PaReprop: Fast Parallelized Reversible Backpropagation

Abstract

The growing size of datasets and deep learning models has made faster and memory-efficient training crucial. Reversible transformers have recently been introduced as an exciting new method for extremely memory-efficient training, but they come with an additional computation overhead of activation re-computation in the backpropagation phase.

We present PaReprop, a fast Parallelized Reversible Backpropagation algorithm that parallelizes the additional activation re-computation overhead in reversible training with the gradient computation itself in backpropagation phase. We demonstrate the effectiveness of the proposed PaReprop algorithm through extensive benchmarking across model families (ViT, MViT, Swin and RoBERTa), data modalities (Vision & NLP), model sizes (from small to giant), and training batch sizes. Our empirical results show that PaReprop achieves up to 20% higher training throughput than vanilla reversible training, largely mitigating the theoretical overhead of 25% lower throughput from activation recomputation in reversible training.

Problem

Reversible Vision Transformers are a recently proposed class of memory-efficient models which utilize a reversible transformation (left) to reduce the memory footprint of the model. They were shown to be able to achieve equal performance to their non-reversible counterparts at equal parity.

Top throughputs of PaReprop on Swin Transformer.

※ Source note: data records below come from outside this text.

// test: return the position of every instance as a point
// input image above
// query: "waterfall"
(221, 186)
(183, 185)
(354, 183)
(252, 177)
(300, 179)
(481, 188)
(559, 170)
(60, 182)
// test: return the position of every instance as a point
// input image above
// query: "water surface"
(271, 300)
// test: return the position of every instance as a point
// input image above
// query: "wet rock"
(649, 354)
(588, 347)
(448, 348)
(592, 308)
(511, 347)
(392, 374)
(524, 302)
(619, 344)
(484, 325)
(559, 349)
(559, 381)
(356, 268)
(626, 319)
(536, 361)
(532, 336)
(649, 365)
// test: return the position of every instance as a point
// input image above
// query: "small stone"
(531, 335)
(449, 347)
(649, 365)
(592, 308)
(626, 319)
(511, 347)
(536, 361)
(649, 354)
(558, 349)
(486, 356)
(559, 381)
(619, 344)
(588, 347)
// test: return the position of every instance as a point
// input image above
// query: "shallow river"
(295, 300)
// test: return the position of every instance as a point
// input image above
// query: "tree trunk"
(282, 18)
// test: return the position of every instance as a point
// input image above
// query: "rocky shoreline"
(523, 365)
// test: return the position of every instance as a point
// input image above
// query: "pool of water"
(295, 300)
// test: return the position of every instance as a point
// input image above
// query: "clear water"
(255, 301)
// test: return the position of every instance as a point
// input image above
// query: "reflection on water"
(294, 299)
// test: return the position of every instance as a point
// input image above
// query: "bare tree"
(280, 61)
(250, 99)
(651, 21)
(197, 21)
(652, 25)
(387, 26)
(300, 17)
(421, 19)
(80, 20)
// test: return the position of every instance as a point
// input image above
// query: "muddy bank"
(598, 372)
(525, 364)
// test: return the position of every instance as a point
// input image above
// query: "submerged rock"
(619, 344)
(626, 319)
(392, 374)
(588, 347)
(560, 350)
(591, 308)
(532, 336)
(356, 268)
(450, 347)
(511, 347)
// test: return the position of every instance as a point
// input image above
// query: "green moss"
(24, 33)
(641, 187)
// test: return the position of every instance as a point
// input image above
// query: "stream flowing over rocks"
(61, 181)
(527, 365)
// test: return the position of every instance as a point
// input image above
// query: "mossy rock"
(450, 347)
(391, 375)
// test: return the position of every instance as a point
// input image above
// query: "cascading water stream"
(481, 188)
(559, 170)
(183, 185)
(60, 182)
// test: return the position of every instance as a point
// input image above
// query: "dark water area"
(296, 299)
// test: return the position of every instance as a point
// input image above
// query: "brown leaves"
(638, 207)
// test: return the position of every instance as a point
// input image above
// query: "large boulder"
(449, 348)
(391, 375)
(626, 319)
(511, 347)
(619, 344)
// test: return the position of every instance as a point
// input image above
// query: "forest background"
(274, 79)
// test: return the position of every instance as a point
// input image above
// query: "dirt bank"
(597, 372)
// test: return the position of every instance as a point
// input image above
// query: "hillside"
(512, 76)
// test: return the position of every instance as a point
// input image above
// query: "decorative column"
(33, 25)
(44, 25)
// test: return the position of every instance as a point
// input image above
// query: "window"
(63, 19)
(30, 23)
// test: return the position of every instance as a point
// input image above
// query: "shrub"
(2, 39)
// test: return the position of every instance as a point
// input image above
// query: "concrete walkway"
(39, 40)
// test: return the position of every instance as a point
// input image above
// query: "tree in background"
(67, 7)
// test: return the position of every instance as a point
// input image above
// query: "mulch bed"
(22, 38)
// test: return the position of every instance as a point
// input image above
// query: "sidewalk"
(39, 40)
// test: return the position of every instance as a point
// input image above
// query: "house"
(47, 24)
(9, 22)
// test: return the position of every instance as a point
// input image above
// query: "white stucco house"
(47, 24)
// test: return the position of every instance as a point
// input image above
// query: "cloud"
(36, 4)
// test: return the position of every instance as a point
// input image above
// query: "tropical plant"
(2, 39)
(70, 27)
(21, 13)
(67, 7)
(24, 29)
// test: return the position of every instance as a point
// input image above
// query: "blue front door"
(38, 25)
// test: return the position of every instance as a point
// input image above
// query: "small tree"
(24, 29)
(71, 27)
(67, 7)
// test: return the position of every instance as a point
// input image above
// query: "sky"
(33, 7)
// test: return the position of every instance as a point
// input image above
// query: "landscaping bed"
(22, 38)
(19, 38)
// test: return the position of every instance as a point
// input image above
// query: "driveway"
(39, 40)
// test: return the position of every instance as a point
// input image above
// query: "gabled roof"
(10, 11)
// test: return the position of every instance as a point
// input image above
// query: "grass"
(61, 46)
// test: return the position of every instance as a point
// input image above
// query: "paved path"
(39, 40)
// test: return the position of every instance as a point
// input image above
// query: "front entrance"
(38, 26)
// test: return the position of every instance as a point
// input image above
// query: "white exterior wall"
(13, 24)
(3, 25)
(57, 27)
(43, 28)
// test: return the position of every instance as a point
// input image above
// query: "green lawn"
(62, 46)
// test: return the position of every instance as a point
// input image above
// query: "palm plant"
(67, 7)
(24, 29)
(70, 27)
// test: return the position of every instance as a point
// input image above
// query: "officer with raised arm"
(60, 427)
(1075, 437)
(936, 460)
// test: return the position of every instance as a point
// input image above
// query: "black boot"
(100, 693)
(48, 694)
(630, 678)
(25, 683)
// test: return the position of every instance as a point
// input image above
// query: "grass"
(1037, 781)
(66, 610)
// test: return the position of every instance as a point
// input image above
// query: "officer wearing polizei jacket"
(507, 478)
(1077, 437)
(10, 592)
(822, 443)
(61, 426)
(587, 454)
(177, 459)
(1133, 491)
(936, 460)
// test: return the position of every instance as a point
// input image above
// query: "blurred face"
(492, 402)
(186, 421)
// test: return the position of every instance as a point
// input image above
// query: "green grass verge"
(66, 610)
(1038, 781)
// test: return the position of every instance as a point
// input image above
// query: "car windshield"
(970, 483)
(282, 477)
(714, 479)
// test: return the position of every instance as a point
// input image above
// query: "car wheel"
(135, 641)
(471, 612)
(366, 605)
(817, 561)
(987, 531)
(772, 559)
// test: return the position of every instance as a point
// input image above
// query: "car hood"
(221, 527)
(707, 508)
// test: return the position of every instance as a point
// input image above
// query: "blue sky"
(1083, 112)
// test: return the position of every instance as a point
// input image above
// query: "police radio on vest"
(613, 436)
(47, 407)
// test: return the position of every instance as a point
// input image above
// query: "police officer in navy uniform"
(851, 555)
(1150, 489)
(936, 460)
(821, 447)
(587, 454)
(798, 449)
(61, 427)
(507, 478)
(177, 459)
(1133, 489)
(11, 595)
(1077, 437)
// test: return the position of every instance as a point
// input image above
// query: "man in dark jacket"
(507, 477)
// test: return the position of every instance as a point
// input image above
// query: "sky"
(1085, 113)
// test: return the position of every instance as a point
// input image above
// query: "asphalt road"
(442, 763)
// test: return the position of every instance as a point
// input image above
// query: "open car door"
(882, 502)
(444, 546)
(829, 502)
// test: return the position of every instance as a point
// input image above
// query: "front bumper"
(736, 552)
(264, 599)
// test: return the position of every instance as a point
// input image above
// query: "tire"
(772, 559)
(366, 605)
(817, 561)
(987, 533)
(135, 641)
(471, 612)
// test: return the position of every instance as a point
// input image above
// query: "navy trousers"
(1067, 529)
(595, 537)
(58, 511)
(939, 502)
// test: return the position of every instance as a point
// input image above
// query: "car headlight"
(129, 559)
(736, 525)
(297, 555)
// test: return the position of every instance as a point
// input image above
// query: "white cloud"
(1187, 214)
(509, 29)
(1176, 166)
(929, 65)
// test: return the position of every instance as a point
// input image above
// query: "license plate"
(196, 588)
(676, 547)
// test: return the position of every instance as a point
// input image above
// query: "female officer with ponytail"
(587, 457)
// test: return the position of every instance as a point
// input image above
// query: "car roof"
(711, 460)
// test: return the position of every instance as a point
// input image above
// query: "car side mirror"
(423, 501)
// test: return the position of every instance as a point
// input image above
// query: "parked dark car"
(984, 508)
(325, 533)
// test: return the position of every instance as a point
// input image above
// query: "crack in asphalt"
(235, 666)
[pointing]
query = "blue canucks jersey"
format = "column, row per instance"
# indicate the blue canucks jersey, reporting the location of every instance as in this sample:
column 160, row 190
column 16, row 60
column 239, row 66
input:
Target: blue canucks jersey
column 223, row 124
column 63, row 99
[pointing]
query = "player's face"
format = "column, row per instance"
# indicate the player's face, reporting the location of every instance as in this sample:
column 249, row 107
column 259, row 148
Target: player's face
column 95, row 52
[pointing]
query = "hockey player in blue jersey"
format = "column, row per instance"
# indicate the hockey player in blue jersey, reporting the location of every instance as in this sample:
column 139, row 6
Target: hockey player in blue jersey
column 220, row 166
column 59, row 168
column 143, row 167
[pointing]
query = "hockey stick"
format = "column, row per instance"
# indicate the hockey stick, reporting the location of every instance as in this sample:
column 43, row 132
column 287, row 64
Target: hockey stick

Illustration of the reversible transformation in NICE flow as proposed in Dinh et. al 2015 on the left, and an example of using it to create a Reversible Vision Transformer (RevViT) on the right as proposed in Mangalam et. al 2022.

Solution: PaReprop

Looking at the backpropagation in detail however reveals a key issue. The reversible transformation requires the activations to be recomputed in the backpropagation phase, which is a significant overhead. Crucially, there is no dependency between the block required to update the gradients and recompute the activations of the next block. This allows us to parallelize them at the same time, and theoretically speed up reversible backprop (Reprop) to be almost as fast as normal backprop.

GPipe style illustration of our PaReprop method compared to normal backpropagation and reversible backpropagation (Reprop). Notably, at a small memory increase, we are theoretically able to erase the overhead from the reversible recomputations.

Results

In practice, we find that our model works surprisingly well. PaReprop matches the throughput of Reprop for ViT models, while it greater improves on the hierarchical models. We hypothesize that their non-homogeneous nature is especially amenable to being sped up with parallelization.

We also compare the amount of memory used by all of the methods. Both are especially memory-efficient compared to traditional backprop, and the additional memory cost incurred by PaReprop is negligible to the overall savings.

Throughputs vs. Batch sizes for vision architectures. PaReprop does especially better for MViT and Swin.

Throughputs for vision architectures. PaReprop does especially better for MViT and Swin.

Plot of memory used by normal backprop and Reprop, PaReprop. Both use much less memory, but PaReprop's extra memory cost is negligible relatively.

PaReprop: Fast Parallelized Reversible Backpropagation

Transformers for Vision Workshop @ CVPR 2023 (Spotlight)

PaReprop achieves up to 20% training throughput gain without any change to the underlying computation and while still being extremely memory-efficient.